Each element in the array represents your maximum jump length at that position.

Determine if you are able to reach the last index.

Example 1

nums = [2,3,1,1,4]

Output: true

Explanation: Jump 1 step from index 0 to 1, then 3 steps to the last index.

Example 2

nums = [3,2,1,0,4]

Output: false

Explanation: You will always arrive at index 3 no matter what. Its maximum jump length is 0, which makes it impossible to reach the last index.

Steps and Explanation

This problem can be solved using a greedy approach. We maintain a variable reachable which represents the furthest index we can reach so far. We iterate through the array. For each index i, if i is within the reachable range (i <= reachable), we update reachable to the maximum of its current value and i + nums[i] (the furthest we can reach from index i).

If after iterating through the entire array, reachable is greater than or equal to the last index, it means we can reach the end, and we return true.

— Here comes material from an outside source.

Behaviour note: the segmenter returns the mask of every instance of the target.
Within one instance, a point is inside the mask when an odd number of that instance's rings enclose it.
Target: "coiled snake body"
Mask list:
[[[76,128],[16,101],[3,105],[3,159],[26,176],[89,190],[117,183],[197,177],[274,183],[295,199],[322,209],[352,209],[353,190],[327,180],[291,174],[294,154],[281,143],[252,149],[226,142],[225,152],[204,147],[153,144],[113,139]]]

Otherwise, we return false.

Code (Java)

class Solution {
    public boolean canJump(int[] nums) {
        int n = nums.length;
        if (n <= 1) return true; // Already at the end or only one element

        int reachable = 0; // Furthest index reachable so far

        for (int i = 0; i < n; i++) {
            if (i > reachable) return false; // Cannot reach current index

            reachable = Math.max(reachable, i + nums[i]); // Update reachable index
            if (reachable >= n - 1) return true; // Reached the end
        }

        return false; // Should not reach here if reachable is updated correctly
    }
}

Complexity

• Time Complexity: O(n), where n is the length of the input array. We iterate through the array once.
• Space Complexity: O(1). We use only a constant amount of extra space.

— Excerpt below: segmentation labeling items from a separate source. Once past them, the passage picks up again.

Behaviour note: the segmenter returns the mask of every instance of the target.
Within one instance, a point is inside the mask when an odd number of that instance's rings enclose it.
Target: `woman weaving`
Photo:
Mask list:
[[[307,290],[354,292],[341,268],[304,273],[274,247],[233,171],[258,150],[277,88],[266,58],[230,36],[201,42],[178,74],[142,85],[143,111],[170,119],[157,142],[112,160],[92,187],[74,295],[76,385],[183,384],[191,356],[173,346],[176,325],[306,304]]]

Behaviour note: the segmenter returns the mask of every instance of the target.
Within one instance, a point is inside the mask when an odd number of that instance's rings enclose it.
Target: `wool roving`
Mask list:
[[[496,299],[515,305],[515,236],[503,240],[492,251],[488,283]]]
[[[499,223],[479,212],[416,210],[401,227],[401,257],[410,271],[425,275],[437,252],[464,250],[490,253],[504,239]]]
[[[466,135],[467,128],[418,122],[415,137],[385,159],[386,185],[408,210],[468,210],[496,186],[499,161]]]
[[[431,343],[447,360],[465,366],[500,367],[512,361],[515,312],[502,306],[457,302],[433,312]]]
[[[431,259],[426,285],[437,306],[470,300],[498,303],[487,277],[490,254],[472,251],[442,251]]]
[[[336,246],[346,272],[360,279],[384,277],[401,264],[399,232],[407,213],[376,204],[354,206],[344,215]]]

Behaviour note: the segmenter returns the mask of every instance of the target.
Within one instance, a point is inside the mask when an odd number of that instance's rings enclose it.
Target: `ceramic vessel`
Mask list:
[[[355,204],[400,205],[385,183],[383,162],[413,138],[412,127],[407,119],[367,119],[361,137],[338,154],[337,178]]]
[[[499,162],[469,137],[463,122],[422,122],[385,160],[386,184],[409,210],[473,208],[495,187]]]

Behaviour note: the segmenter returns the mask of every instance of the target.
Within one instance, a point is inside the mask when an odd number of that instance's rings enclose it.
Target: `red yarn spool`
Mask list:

Detailed Walkthrough of Example 1 ([2,3,1,1,4])

1. n = 5, reachable = 0
2. Iteration 1 (i=0): 0 <= 0 (true), reachable = max(0, 0+2) = 2
3. Iteration 2 (i=1): 1 <= 2 (true), reachable = max(2, 1+3) = 4
4. Iteration 3 (i=2): 2 <= 4 (true), reachable = max(4, 2+1) = 4
5. Iteration 4 (i=3): 3 <= 4 (true), reachable = max(4, 3+1) = 4
6. Iteration 5 (i=4): 4 <= 4 (true), reachable = max(4, 4+4) = 8. Since reachable (8) >= n-1 (4), the function returns true.

Detailed Walkthrough of Example 2 ([3,2,1,0,4])

1. n = 5, reachable = 0
2. Iteration 1 (i=0): 0 <= 0 (true), reachable = max(0, 0+3) = 3
3. Iteration 2 (i=1): 1 <= 3 (true), reachable = max(3, 1+2) = 3
4. Iteration 3 (i=2): 2 <= 3 (true), reachable = max(3, 2+1) = 3
5. Iteration 4 (i=3): 3 <= 3 (true), reachable = max(3, 3+0) = 3. Here, we reach index 3, but the maximum jump is 0.
6. The loop continues, but i (4) will be greater than reachable (3), so the function returns false.

This demonstrates how the greedy approach efficiently determines if the end of the array is reachable.